In der warmen Jahreszeit verkriechen sich die Tiere tagsüber gern unter Laubhaufen, unter Hecken oder unter Totholz. Sobald es im Herbst kalt wird, bauen sie sich ein gut isoliertes Nest aus Stroh – und gehen für mehrere Monate in den Winterschlaf. Igel haben abgesehen vom Uhu, vom Dachs und leider auch von einigen Hunden mit Jagdtrieb keine natürlichen Feinde in der Natur. Trotzdem geht es ihnen schlecht. Ihre Zahl geht immer mehr zurück.
Woran das liegt, weiß Barbara Kliver aus Brieselang, die zu den im August 2024 neu gegründeten “Igelmuttis Brieselang & Potsdam Nord” (Kontakt: Igelmuttis@gmx.de) gehört. Die Igelmuttis sind kein Verein, sondern eine Interessengemeinschaft, die unter dem Dach der Wildtierrettung Berlin-Brandenburg (www.wildtierrettung.de) agiert.
Barbara Kliver: “Igel sind reine Insektenfresser. Sie können mit Äpfeln, die vom Baum gefallen sind, wie man es oft in Kinderbüchern sieht, nichts anfangen. Sie suchen nach Engerlingen, Käfern, Raupen und anderen Insekten, die sie erbeuten können. Nacktschnecken, die viele Havelländer im Garten haben, fressen sie nur im äußersten Notfall. Durch das allgemeine Insektensterben, aber auch aufgrund der vielen naturfeindlich und steril angelegten Gärten, finden die Igel kein Futter mehr. Viele verhungern in den Gärten, man erkennt diesen Zustand oft am sogenannten Hungerknick zwischen Kopf und Rumpf. Während ein gesunder Igel kugelrund ist, erscheint ein ausgehungerter Igel äußerst schmal und mit eingefallenem Nacken.”

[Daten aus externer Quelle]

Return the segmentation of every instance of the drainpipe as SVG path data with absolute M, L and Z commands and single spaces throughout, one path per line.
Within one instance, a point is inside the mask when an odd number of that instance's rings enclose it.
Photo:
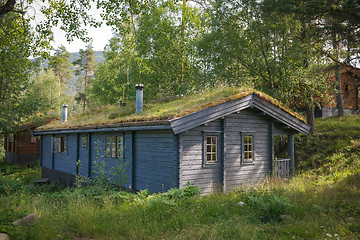
M 67 121 L 67 108 L 68 108 L 68 105 L 63 104 L 62 122 L 66 122 L 66 121 Z
M 144 84 L 136 84 L 136 115 L 143 112 L 143 88 Z

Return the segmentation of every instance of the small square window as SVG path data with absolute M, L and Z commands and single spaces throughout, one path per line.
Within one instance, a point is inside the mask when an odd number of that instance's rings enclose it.
M 206 136 L 206 163 L 218 162 L 218 136 Z
M 123 137 L 107 136 L 105 137 L 106 157 L 120 158 L 123 153 Z
M 252 135 L 245 135 L 243 137 L 243 162 L 251 163 L 254 161 L 254 137 Z
M 67 137 L 53 137 L 51 145 L 53 152 L 67 152 Z
M 86 146 L 87 146 L 87 137 L 82 136 L 81 137 L 81 147 L 86 147 Z

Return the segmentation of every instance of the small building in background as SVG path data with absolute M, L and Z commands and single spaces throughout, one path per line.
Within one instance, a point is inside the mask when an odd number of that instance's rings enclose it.
M 5 160 L 16 165 L 30 165 L 40 159 L 40 138 L 31 134 L 41 125 L 57 120 L 46 117 L 21 125 L 14 133 L 4 136 Z
M 360 70 L 343 67 L 340 71 L 341 95 L 343 98 L 346 114 L 360 114 Z M 329 89 L 335 86 L 335 76 L 329 79 Z M 326 97 L 313 96 L 317 106 L 315 107 L 315 117 L 331 117 L 338 115 L 337 94 L 334 90 L 325 92 Z M 299 98 L 295 98 L 291 103 L 292 109 L 300 112 L 306 111 L 306 104 Z
M 340 82 L 345 111 L 348 114 L 360 114 L 360 70 L 343 68 Z M 332 94 L 331 102 L 323 102 L 321 106 L 322 117 L 337 115 L 336 94 Z

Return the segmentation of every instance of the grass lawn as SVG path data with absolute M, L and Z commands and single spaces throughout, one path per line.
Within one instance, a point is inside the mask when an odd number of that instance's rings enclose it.
M 296 176 L 198 196 L 96 185 L 32 186 L 39 169 L 0 163 L 0 232 L 12 239 L 360 239 L 360 117 L 296 138 Z M 11 223 L 28 214 L 32 226 Z

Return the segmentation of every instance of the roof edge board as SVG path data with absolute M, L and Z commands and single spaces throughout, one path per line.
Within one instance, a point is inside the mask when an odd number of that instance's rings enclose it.
M 298 119 L 295 116 L 292 116 L 290 113 L 284 111 L 283 109 L 276 107 L 274 104 L 269 103 L 266 101 L 266 103 L 263 102 L 261 98 L 258 96 L 253 99 L 252 102 L 253 106 L 258 108 L 259 110 L 265 112 L 269 116 L 277 119 L 281 123 L 290 126 L 291 128 L 295 129 L 296 131 L 299 131 L 301 133 L 308 133 L 310 130 L 310 126 L 300 119 Z M 271 112 L 272 111 L 272 112 Z M 275 113 L 277 114 L 275 114 Z M 280 116 L 279 116 L 280 115 Z
M 214 121 L 222 116 L 248 108 L 250 106 L 250 101 L 251 95 L 248 95 L 235 101 L 221 103 L 219 105 L 203 109 L 199 112 L 170 120 L 170 124 L 174 133 L 179 134 L 202 124 Z M 213 112 L 214 109 L 217 109 L 217 111 Z
M 102 133 L 102 132 L 120 132 L 120 131 L 142 131 L 142 130 L 171 130 L 170 125 L 154 125 L 154 126 L 134 126 L 134 127 L 113 127 L 113 128 L 98 128 L 98 129 L 54 129 L 48 131 L 33 131 L 33 135 L 47 135 L 47 134 L 68 134 L 68 133 Z

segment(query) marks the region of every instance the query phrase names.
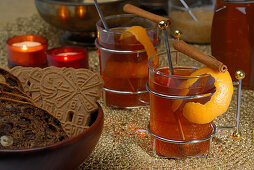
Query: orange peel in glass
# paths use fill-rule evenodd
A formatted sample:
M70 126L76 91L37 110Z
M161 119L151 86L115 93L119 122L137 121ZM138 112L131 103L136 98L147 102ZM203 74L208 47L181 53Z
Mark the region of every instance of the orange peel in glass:
M132 26L125 30L127 34L122 34L120 40L124 41L127 39L132 39L134 36L136 40L144 46L148 59L156 54L156 50L153 43L149 39L146 29L141 26ZM134 38L133 37L133 38ZM112 77L116 78L144 78L148 76L147 61L142 63L134 62L111 62L111 70L104 72ZM121 72L116 72L115 68L122 68Z
M190 76L203 74L209 74L215 79L214 86L216 91L211 96L211 99L205 104L187 102L183 107L184 117L190 122L197 124L212 122L216 117L226 112L233 95L233 83L228 71L221 73L212 68L203 67L193 72ZM190 87L195 82L196 81L190 79L184 84L184 86ZM187 93L188 90L185 90L184 94ZM176 100L175 103L173 103L173 110L176 111L181 104L182 100Z

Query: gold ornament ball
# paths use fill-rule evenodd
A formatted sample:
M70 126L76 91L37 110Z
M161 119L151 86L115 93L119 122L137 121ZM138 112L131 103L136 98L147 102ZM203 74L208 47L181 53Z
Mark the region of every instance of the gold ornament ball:
M165 21L165 20L160 21L159 24L158 24L158 27L160 29L166 29L166 28L168 28L168 21Z
M237 80L242 80L245 77L245 72L243 70L238 70L235 72L235 78Z
M175 37L175 38L181 38L181 36L182 36L182 32L179 31L179 30L175 30L175 32L174 32L174 37Z
M233 133L233 135L232 135L232 138L233 138L234 140L241 140L242 135L241 135L240 132L234 131L234 133Z

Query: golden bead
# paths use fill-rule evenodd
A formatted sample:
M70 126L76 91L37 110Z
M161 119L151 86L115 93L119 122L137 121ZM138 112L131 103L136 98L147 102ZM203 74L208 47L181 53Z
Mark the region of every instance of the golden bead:
M235 78L237 80L242 80L242 79L244 79L244 77L245 77L245 72L243 70L237 70L235 72Z
M158 27L160 29L167 29L168 28L168 21L166 21L166 20L160 21L159 24L158 24Z
M182 35L183 35L183 33L180 30L175 30L175 32L174 32L175 38L181 38Z
M233 135L232 135L232 138L233 138L234 140L241 140L242 135L241 135L240 132L234 131L234 133L233 133Z

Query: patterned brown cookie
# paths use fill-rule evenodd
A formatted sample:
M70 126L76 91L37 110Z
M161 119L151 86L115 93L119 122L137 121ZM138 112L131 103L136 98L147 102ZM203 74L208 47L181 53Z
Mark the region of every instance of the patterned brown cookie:
M31 96L30 91L29 91L29 86L30 86L30 82L29 80L29 75L30 72L33 70L33 67L22 67L22 66L16 66L13 67L10 72L15 75L16 77L18 77L18 79L20 80L21 84L23 85L24 88L24 92Z
M0 68L0 83L5 83L11 87L16 87L21 91L24 91L20 80L9 71Z
M24 76L22 71L14 72ZM33 101L59 119L68 136L88 128L90 113L98 109L96 101L103 87L103 80L97 73L51 66L33 68L26 74L28 78L22 82Z
M7 98L33 104L29 98L14 93L0 92L0 98Z
M0 149L48 146L67 138L61 123L32 104L0 98Z
M90 113L98 109L103 81L86 69L50 67L40 83L43 108L58 118L69 136L89 127Z

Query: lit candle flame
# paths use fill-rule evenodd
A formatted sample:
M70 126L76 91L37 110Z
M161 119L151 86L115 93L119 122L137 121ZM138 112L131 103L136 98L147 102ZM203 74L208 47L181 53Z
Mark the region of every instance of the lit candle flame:
M27 46L26 46L26 45L23 45L23 46L22 46L22 50L27 50Z
M75 11L78 17L83 18L86 15L86 6L76 6Z

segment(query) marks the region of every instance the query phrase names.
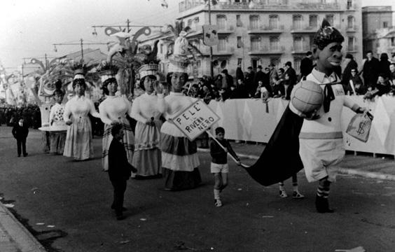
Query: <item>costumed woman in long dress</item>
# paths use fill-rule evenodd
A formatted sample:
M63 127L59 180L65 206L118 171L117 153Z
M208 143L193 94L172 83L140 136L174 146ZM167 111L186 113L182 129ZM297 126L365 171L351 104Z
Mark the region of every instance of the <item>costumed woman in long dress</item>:
M93 102L85 97L86 83L83 71L76 71L73 80L75 96L64 106L63 118L69 125L63 155L73 157L76 160L93 158L92 124L88 114L95 118L99 115Z
M193 188L202 181L196 143L189 141L172 122L174 116L196 100L182 92L188 80L186 69L189 63L186 35L186 32L183 31L176 39L174 55L170 59L168 77L171 78L168 80L171 80L172 92L164 97L161 88L157 88L159 110L167 120L160 129L160 149L165 189L169 190Z
M137 121L135 129L134 157L132 164L137 169L135 178L162 176L162 158L158 97L153 94L158 65L147 64L139 69L140 86L145 93L134 99L132 117Z
M134 150L134 135L126 115L132 115L132 104L126 97L116 95L118 83L115 75L116 66L107 64L99 69L103 82L103 92L106 99L99 105L100 119L104 123L102 153L102 165L104 171L109 169L109 148L113 139L111 128L114 125L121 124L123 130L123 147L126 151L127 161L132 164Z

Katja Lampe wohnt in Fahrland. Auch sie kümmert sich in ihrer Freizeit aufopferungsvoll und bis zu vier Stunden am Tag um die ihr anvertrauten Igel: “Viele Igel werden auf den Straßen überfahren oder verletzt. Viele unnötige Verletzungen sehen wir aber auch, weil die Igel im Garten von einem Mähroboter angefahren werden oder von einer Motorsense erwischt werden. Auch mit dem ganz normalen Rasenmäher kann man einen Igel leicht verletzen, wenn er sich im hohen Gras versteckt hat. Ich laufe deswegen vor dem Mähen immer meinen Garten ab.”
Zu den Igelmuttis gehört auch die sehr erfahrene Simone Berger, die für die Wildtierrettung tätig ist und die ein wandelndes Lexikon ist.
Viele Menschen würden ebenfalls gern etwas für die Igel tun. Aber man kann auch leider so unendlich viel falsch machen. Katja Lampe: “Viele Menschen nehmen einen fast verhungerten Igel bei sich auf und füttern ihn sofort. Oft sterben diese Igel nach dem Füttern, weil ihr ganzes Verdauungssystem noch nicht mit so viel Nahrung umgehen kann. Besser ist es, erst einmal nur Wasser zu reichen und uns zu kontaktieren. Die Notrufnummer der Wildtierrettung ist die 0162-3177177. Wer ein verletztes Tier findet, das mit Fliegeneiern oder mit Maden übersäht ist, kann diese gerne abbürsten oder mit der Pinzette entfernen. Hier zählt jede Minute, da die Maden einen Igel wirklich im Nu auffressen können. Aber ansonsten: Bitte uns kontaktieren, wir wissen, was zu tun ist.”
Viele Menschen würden gern erfahren, wie sie denn helfen können und worauf genau zu achten ist. Aus diesem Grund haben die Igelmuttis am 23. März zu einem Informationsnachmittag eingeladen, nämlich zum 1. Igelplausch. Der fand in der Hafenkneipe des SG Wasserfreunde Brieselang e.V. am alten Freibad statt. Über 40 Neugierige folgten der Einladung – und bekamen in einem einstündigen Vortrag jede Menge Wissen vermittelt.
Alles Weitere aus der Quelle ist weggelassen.